Mossi RAZ est co-directeur de « All for Peace », une radio israélo-palestinienne indépendante émettant de Jérusalem. Ancien Secrétaire général du mouvement Shalom Archav (« Peace now »), il a été élu député à la Knesset (Parlement israélien) sur la liste du Parti Meretz (gauche sioniste) entre 2000 et 2003.
Mossi RAZ intervient dans le débat, il reconnaît qu’il ne sait pas encore si l’initiative de John Kerry aboutira et deviendra un « moment historique ». Mais, affirme Mossi Raz, « en tant que militant de la paix c’est notre rôle de tout faire pour soutenir le processus en cours et d’agir politiquement pour qu’il devienne un moment historique. Nous devons parvenir à l’objectif de cohabitation des deux peuples dans deux états, toutes les occasions sont bonnes ».
Mossi Raz estime qu’une question demeure essentielle : « Benjamin Netanyahou soutiendra-t-il ou ne soutiendra-t-il pas la démarche de John Kerry ? Si le Premier Ministre de l’Etat d’Israël freine à s’engager dans le nouveau processus de paix entamé par le Secrétaire d’Etat américain, alors le camp de la paix en Israël devra largement se mobiliser pour faire pression sur Benjamin Netanyahou et son gouvernement ».
Mossi Raz souligne qu’il n’est pas en faveur des campagnes de boycott anti-israélien, qu’il juge contre-productif, car « souvent elles ostracisent des catégories de la population israélienne qui sont défavorables à la politique d’implantation dans les Territoires Palestiniens, comme les universitaires (11). De plus, elles ont pour effet de braquer l’opinion publique israélienne et de la détourner vers des positions nationaliste ».
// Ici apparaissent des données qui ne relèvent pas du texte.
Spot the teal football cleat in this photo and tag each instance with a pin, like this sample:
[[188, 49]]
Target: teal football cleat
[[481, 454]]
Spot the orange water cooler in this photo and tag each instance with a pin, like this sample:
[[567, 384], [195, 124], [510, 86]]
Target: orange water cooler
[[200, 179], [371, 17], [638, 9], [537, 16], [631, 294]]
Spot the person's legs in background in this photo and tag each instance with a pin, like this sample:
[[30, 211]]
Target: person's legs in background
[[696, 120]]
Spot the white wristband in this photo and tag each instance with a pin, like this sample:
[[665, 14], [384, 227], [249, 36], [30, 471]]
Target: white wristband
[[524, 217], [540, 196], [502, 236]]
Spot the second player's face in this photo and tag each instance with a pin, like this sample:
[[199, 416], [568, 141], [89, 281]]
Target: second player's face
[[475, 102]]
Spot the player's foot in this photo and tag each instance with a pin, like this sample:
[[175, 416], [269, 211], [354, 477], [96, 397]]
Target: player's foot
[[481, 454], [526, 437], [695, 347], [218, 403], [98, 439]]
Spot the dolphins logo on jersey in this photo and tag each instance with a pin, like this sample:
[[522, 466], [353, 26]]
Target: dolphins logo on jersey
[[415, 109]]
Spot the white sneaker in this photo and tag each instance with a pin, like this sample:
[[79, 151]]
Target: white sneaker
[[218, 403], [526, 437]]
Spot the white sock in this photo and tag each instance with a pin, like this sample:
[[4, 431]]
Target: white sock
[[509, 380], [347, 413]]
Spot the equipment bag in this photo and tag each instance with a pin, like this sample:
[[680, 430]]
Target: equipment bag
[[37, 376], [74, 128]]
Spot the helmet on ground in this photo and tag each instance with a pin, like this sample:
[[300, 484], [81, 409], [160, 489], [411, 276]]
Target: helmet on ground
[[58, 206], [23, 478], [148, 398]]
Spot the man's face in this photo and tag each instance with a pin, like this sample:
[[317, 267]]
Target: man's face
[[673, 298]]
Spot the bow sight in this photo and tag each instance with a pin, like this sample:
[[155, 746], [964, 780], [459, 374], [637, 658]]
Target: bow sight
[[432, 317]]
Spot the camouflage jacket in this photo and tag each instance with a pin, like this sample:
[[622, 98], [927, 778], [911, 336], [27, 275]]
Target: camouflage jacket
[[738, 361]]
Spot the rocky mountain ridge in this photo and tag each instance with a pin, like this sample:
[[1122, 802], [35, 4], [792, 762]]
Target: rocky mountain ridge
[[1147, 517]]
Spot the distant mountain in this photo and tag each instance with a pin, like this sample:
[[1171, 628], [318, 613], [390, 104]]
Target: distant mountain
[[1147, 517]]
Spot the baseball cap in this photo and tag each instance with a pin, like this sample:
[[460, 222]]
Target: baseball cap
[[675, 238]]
Cependant, nuance Mossi Raz, « si je suis attentif aux menaces de boycott émises par l’Union Européenne contre les produits israéliens fabriqués en Cisjordanie, je constate que ces menaces économiques ont un impact sur une grande partie de la population, sur les patrons israéliens (12) et sur le Ministère des finances, Yaïr Lapid, en premier lieu. Tout le monde a compris dans le pays qu’un boycott économique aura un impact financier sur chaque famille. J’espère donc que les pressions du camp de la paix en Israël et le risque d’un boycott international conduiront Benjamin Netanyahou à s’impliquer positivement dans les nouvelles négociations entreprises par Kerry pour trouver un accord de paix entre nous et les Palestiniens. Le camp de la paix doit se mobiliser davantage, nous avons mené des actions d’information récemment sur tous les grands carrefours routiers d’Israël et d’autres actions sont prévues dans les prochaines semaines». Mossi Raz compte également sur le vif attachement de l’opinion israélienne à son alliance avec l’Amérique pour que l’initiative Kerry puisse se poursuivre jusqu’à son terme : « la politique de développement des implantations en Cisjordanie ne convient pas à l’administration Obama et les israéliens tiennent beaucoup à avoir de bonnes relations avec les Etats-Unis, c’est rassurant pour nous ».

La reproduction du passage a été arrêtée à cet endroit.